Web applications and distributed systems often rely on caching to enhance performance. This post covers the basic patterns for effective caching.
- Cache Aside
- Read Through
- Write Through
- Write Back
- Write Around
Cache Aside
Overview
This pattern involves the application explicitly managing the cache as needed.
Read Flow
- Check if data exists in the cache (Cache Hit).
- If not, fetch from the database and save it to the cache (Cache Miss).
Write Flow
- Update the database.
- Invalidate or update the cache as needed.
Characteristics
- Cache management is handled by the application.
- Suitable for data with high read frequency and low update frequency.
- Ensuring consistency between the cache and the database is the application's responsibility.
Use Cases
- Web applications using Redis, Memcached, etc.
Read Through
Overview
In this pattern, the cache automatically handles fetching data from the database during read operations. The application interacts only with the cache, and cache misses are handled transparently.
Read Flow
- The application sends a read request to the cache.
- If the cache hits, it returns the data directly.
- If the cache misses, the cache fetches the data from the database, saves it, and then returns it to the application.
Characteristics
- The cache transparently handles database access.
- The application does not need to be aware of the cache.
- Cache miss handling is hidden from the application.

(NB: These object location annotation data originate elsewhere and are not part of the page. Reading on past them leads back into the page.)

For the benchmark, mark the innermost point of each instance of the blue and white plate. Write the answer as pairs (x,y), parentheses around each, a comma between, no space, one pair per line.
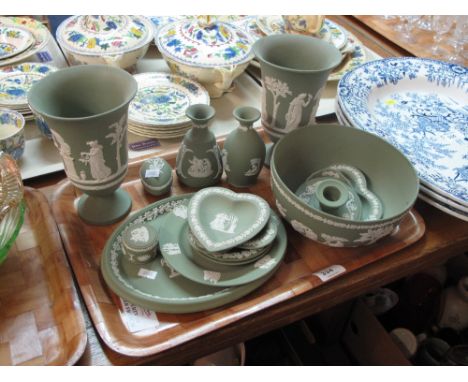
(421,107)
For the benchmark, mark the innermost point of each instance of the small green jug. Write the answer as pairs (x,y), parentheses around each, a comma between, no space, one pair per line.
(244,151)
(198,162)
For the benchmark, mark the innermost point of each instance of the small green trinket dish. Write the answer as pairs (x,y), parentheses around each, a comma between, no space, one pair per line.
(156,176)
(139,243)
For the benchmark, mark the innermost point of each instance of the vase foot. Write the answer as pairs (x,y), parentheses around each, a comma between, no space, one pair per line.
(104,210)
(269,151)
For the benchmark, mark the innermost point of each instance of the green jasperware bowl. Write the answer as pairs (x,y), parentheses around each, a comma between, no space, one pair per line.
(390,176)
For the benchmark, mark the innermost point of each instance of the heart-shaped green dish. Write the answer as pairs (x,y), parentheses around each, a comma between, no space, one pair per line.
(222,219)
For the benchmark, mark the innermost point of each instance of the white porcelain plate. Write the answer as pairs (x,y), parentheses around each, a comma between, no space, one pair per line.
(421,107)
(162,99)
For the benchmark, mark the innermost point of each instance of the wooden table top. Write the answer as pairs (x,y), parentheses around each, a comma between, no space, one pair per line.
(445,237)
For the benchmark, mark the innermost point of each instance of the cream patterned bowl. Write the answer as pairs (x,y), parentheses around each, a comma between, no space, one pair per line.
(389,174)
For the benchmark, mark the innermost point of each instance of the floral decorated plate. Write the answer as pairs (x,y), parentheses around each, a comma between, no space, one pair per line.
(14,40)
(15,82)
(211,44)
(420,107)
(40,33)
(109,35)
(162,99)
(174,233)
(156,285)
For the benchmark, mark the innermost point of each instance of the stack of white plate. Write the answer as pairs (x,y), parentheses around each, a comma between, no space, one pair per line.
(158,109)
(21,38)
(15,82)
(419,106)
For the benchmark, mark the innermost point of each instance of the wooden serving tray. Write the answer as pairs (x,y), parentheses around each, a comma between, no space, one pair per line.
(160,332)
(40,318)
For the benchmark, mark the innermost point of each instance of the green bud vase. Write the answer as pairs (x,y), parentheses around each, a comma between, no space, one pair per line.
(86,109)
(244,151)
(198,162)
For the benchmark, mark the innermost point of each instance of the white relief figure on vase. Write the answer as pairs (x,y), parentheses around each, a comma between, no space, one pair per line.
(277,89)
(65,153)
(254,167)
(294,115)
(117,138)
(95,159)
(200,168)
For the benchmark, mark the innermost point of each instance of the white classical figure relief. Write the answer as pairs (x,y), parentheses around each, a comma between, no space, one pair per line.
(224,223)
(265,262)
(224,155)
(140,234)
(199,168)
(65,152)
(117,137)
(294,115)
(254,168)
(95,160)
(180,211)
(211,276)
(277,89)
(172,249)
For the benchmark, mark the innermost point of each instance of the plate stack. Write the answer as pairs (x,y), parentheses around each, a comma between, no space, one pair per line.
(21,38)
(222,238)
(419,106)
(15,82)
(158,109)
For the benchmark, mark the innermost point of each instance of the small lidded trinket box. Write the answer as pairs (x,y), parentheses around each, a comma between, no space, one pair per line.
(156,176)
(139,243)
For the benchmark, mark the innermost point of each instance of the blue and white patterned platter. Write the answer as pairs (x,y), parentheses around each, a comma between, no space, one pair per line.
(162,99)
(421,107)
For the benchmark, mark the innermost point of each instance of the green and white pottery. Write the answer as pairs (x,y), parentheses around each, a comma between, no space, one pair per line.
(222,219)
(86,108)
(220,275)
(156,285)
(389,175)
(244,151)
(156,176)
(139,243)
(198,162)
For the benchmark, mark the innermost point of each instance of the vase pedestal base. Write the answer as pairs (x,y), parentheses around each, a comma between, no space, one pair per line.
(104,210)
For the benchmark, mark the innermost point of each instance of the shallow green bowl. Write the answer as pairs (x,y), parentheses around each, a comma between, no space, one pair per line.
(389,174)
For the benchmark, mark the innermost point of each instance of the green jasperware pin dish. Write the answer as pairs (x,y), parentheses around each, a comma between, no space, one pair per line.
(176,250)
(156,285)
(222,219)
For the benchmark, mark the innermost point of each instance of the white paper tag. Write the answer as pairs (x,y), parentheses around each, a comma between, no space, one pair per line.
(147,273)
(152,173)
(136,318)
(330,272)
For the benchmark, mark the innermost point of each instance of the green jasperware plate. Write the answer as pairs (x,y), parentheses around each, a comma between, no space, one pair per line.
(159,287)
(176,250)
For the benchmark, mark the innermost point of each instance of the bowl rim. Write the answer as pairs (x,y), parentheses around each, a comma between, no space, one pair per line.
(355,223)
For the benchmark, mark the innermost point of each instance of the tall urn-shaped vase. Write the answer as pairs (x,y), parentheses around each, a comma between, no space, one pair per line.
(294,70)
(86,108)
(198,162)
(244,151)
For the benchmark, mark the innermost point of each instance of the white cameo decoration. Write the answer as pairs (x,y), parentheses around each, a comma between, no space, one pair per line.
(303,230)
(140,234)
(95,160)
(211,276)
(277,89)
(224,223)
(180,211)
(254,168)
(172,249)
(294,114)
(265,262)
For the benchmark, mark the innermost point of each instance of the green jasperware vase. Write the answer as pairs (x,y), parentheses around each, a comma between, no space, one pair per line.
(244,151)
(86,109)
(198,162)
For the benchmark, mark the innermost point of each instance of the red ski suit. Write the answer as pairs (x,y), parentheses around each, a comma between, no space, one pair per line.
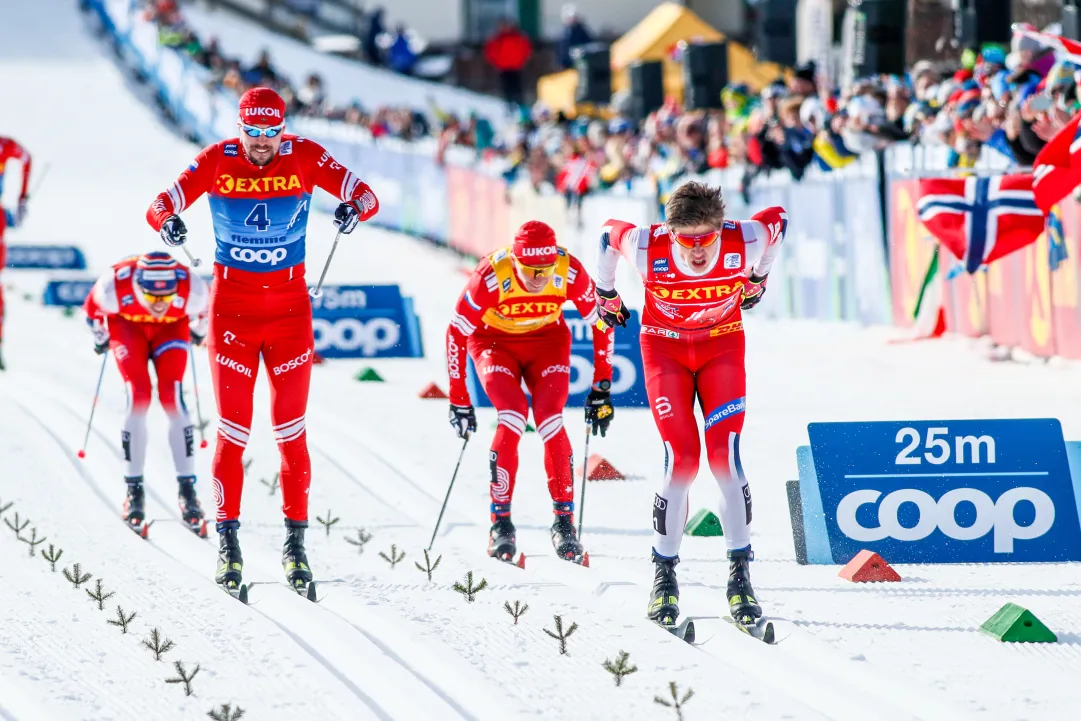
(259,303)
(514,335)
(693,348)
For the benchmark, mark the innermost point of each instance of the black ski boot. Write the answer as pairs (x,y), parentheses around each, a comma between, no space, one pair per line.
(294,559)
(230,563)
(565,539)
(742,602)
(502,539)
(190,510)
(664,599)
(134,511)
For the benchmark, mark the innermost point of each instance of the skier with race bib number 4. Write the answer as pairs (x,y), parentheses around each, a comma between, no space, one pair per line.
(699,271)
(259,187)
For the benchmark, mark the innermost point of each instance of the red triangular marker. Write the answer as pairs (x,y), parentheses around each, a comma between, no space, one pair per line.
(868,566)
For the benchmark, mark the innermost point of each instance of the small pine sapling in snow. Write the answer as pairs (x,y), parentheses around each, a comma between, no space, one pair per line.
(185,677)
(676,703)
(362,537)
(619,668)
(560,635)
(76,576)
(468,589)
(516,610)
(226,712)
(52,556)
(395,557)
(428,565)
(158,645)
(122,619)
(328,522)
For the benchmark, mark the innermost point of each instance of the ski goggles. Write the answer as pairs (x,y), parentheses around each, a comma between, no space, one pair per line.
(252,131)
(704,240)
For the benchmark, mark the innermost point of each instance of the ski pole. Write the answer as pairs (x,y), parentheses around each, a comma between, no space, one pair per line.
(195,386)
(93,406)
(449,489)
(318,290)
(585,463)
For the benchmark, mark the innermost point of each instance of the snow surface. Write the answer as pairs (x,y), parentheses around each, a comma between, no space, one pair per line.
(385,643)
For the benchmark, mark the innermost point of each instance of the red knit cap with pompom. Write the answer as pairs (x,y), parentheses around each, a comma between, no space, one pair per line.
(535,244)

- Writes are typically performed directly to the database.
Use Cases
- ORM L2 cache, CDN, proxy cache, Hibernate, etc.
Write Through
Overview
In this strategy, write operations are first performed on the cache and simultaneously written to the database.
Write Flow
- Update the cache.
- Simultaneously reflect the same update in the database.
Characteristics
- Cache and database always remain consistent.
- Write latency is slightly higher.
- Reads are fast and consistent.
Use Cases
- User profiles, configuration data, master data where consistency is critical.
Write Back
Overview
Write operations are first applied to the cache, and database writes are performed asynchronously at a later time.
Write Flow
- Write only to the cache (marking it as dirty).
- Notify the application of immediate completion.
- Update the database later via batch or event-driven processes.
Characteristics
- Fast writes (low latency).
- Risk of data loss during crashes.
- Suitable for high-frequency updates (only the final state is written).
- Managing dirty data is crucial.
Use Cases
- CPU caches, logs, temporary game scores, telemetry data, etc.
Write Around
Overview
Write operations bypass the cache and are written only to the database.
Write Flow
- Bypass the cache and write directly to the database.
Read Flow
- On a cache miss, fetch the data from the database and save it to the cache.
Characteristics
- Writes do not pollute the cache (unnecessary data is not cached).
- Cache misses are more likely immediately after a write (data is not in the cache).
Use Cases
- Access logs, temporary files, backup data (low-frequency access records).
Comparison Table
| Strategy | Overview | Fast Reads | Fast Writes | Consistency | Cache Management |
|---|---|---|---|---|---|
| Cache Aside | App explicitly manages cache | ✅ | ⚠️ (manual) | ⚠️ (manual) | App-managed |
| Read Through | Cache transparently fetches DB | ✅ | ⚠️ (direct DB) | ⚠️ (read-only) | Auto (read) |
| Write Through | Simultaneous cache & DB writes | ✅ | ⚠️ (sync wait) | ✅ (always synced) | Auto |
| Write Back | Cache-only writes, async sync | ✅ | ✅ (async) | ⚠️ (delayed sync) | Auto (risky) |
| Write Around | Writes bypass cache | ✅ | ✅ (direct DB) | ⚠️ (read sync only) | Auto |
Conclusion
The best strategy depends on your use case and trade-offs:
- High read frequency with strong consistency → Write Through
- Transparent read handling → Read Through
- Write performance priority, some data loss acceptable → Write Back
- Low-frequency access, cache efficiency → Write Around
- Fine-grained control, willing to invest development effort → Cache Aside
Consider the following factors when choosing:
- Consistency Requirements: Is strong consistency necessary?
- Performance Requirements: Prioritize read or write performance?
- Availability Requirements: Tolerance for data loss risk?
- Operational Costs: Complexity of management and development effort?
Effectively leveraging caching strategies can significantly improve application performance and availability. Choosing the right strategy for your project requirements is crucial.